Environment Variables

Set up your credentials as environment variables:
VariableRequiredDescription
DEEPSLATE_VENDOR_IDYesYour Deepslate vendor ID
DEEPSLATE_ORGANIZATION_IDYesYour Deepslate organization ID
DEEPSLATE_API_KEYYesYour Deepslate API key
ELEVENLABS_API_KEYNoElevenLabs API key for server-side TTS
ELEVENLABS_VOICE_IDNoElevenLabs voice ID
ELEVENLABS_MODEL_IDNoElevenLabs model (e.g., eleven_turbo_v2)
Never expose your Deepslate or ElevenLabs API keys to clients. This plugin is for server-side use only.

Quick Start

import asyncio
import os

import aiohttp
from dotenv import load_dotenv

from pipecat.pipeline.pipeline import Pipeline
from pipecat.pipeline.runner import PipelineRunner
from pipecat.pipeline.task import PipelineParams, PipelineTask
from pipecat.transports.daily.transport import DailyParams, DailyTransport

from deepslate.pipecat import DeepslateOptions, DeepslateRealtimeLLMService, ElevenLabsTtsConfig

load_dotenv()

async def main():
    async with aiohttp.ClientSession() as session:
        room_name = os.environ["DAILY_ROOM_URL"].split("/")[-1]
        async with session.post(
            "https://api.daily.co/v1/meeting-tokens",
            headers={"Authorization": f"Bearer {os.environ['DAILY_API_KEY']}"},
            json={"properties": {"room_name": room_name}},
        ) as r:
            token = (await r.json())["token"]
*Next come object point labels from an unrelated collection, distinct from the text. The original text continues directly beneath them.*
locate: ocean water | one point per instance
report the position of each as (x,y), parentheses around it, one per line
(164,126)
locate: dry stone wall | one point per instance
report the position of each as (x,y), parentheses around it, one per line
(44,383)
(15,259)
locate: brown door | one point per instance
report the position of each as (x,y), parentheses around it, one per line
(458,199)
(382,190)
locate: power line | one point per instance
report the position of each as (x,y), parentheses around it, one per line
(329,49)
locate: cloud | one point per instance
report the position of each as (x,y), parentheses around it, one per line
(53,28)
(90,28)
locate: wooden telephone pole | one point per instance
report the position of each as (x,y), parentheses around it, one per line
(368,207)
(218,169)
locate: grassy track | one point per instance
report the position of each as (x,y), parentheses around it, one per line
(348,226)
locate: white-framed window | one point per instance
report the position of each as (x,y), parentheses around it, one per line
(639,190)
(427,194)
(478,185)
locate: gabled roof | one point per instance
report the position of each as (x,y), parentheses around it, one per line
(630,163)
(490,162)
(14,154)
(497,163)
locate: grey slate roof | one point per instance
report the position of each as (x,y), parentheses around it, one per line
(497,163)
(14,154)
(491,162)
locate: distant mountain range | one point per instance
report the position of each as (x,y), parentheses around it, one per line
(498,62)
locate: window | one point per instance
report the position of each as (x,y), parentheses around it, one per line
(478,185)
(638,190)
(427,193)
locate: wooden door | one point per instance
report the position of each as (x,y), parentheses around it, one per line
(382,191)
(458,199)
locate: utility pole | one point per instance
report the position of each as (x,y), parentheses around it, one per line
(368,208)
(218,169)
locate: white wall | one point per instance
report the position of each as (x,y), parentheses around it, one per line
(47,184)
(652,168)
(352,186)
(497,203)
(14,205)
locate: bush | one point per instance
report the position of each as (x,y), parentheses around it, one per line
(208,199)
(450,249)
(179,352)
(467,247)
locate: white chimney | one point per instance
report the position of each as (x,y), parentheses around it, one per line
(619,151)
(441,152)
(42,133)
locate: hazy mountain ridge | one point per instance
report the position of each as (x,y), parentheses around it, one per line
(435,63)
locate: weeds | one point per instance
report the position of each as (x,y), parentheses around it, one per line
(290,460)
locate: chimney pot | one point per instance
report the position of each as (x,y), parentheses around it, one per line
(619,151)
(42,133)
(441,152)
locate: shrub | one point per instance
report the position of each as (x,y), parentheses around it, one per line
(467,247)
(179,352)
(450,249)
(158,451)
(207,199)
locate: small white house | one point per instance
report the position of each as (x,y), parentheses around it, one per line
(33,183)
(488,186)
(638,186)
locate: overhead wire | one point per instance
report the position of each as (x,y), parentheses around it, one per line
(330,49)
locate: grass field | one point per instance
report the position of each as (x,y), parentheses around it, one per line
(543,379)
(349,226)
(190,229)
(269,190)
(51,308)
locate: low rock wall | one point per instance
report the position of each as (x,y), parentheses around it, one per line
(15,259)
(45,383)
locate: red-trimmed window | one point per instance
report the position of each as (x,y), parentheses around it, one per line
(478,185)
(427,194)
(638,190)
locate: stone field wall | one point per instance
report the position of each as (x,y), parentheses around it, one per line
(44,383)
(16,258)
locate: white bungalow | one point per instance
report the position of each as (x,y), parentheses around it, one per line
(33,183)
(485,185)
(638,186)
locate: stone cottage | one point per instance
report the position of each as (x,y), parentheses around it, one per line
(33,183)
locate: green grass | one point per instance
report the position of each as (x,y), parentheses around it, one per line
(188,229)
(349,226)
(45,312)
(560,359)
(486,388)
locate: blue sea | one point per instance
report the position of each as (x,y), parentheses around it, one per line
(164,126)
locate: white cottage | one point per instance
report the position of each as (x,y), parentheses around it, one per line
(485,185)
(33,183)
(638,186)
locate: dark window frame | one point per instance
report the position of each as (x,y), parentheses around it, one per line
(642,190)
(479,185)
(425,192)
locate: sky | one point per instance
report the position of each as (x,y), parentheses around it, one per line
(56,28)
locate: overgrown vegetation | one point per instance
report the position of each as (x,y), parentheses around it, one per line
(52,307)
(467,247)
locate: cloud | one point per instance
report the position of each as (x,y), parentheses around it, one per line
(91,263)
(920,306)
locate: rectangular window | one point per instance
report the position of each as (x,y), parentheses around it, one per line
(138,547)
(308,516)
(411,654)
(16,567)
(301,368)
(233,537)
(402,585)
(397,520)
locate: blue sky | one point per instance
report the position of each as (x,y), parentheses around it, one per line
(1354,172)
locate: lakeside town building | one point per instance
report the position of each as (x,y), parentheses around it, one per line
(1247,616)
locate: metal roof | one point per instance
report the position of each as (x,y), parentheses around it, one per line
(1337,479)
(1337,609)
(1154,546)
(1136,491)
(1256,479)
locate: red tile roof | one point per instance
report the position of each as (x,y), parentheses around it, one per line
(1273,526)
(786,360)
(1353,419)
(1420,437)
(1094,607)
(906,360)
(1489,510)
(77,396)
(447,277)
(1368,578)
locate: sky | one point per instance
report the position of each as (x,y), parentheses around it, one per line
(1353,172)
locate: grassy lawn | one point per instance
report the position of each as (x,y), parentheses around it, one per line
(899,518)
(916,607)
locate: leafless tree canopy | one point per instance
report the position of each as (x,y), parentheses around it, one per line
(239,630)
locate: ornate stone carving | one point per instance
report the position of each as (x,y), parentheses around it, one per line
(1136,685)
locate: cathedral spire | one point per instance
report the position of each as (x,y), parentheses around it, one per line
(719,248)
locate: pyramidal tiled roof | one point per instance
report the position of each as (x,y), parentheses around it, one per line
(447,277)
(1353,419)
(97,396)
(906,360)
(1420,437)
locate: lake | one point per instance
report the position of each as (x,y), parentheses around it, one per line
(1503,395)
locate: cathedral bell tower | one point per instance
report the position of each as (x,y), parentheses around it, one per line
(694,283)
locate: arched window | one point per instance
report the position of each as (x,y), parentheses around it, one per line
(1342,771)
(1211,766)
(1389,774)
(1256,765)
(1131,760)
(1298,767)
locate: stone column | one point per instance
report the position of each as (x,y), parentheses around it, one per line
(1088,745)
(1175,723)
    transport = DailyTransport(
        room_url=os.environ["DAILY_ROOM_URL"],
        token=token,
        bot_name="Deepslate Bot",
        params=DailyParams(
            audio_in_enabled=True,
            audio_out_enabled=True,
            vad_enabled=False,  # VAD is handled server-side by Deepslate
        ),
    )

    llm = DeepslateRealtimeLLMService(
        options=DeepslateOptions.from_env(
            system_prompt="You are a friendly and helpful AI assistant."
        ),
        tts_config=ElevenLabsTtsConfig.from_env(),
    )

    pipeline = Pipeline([transport.input(), llm, transport.output()])
    task = PipelineTask(pipeline, params=PipelineParams(allow_interruptions=True))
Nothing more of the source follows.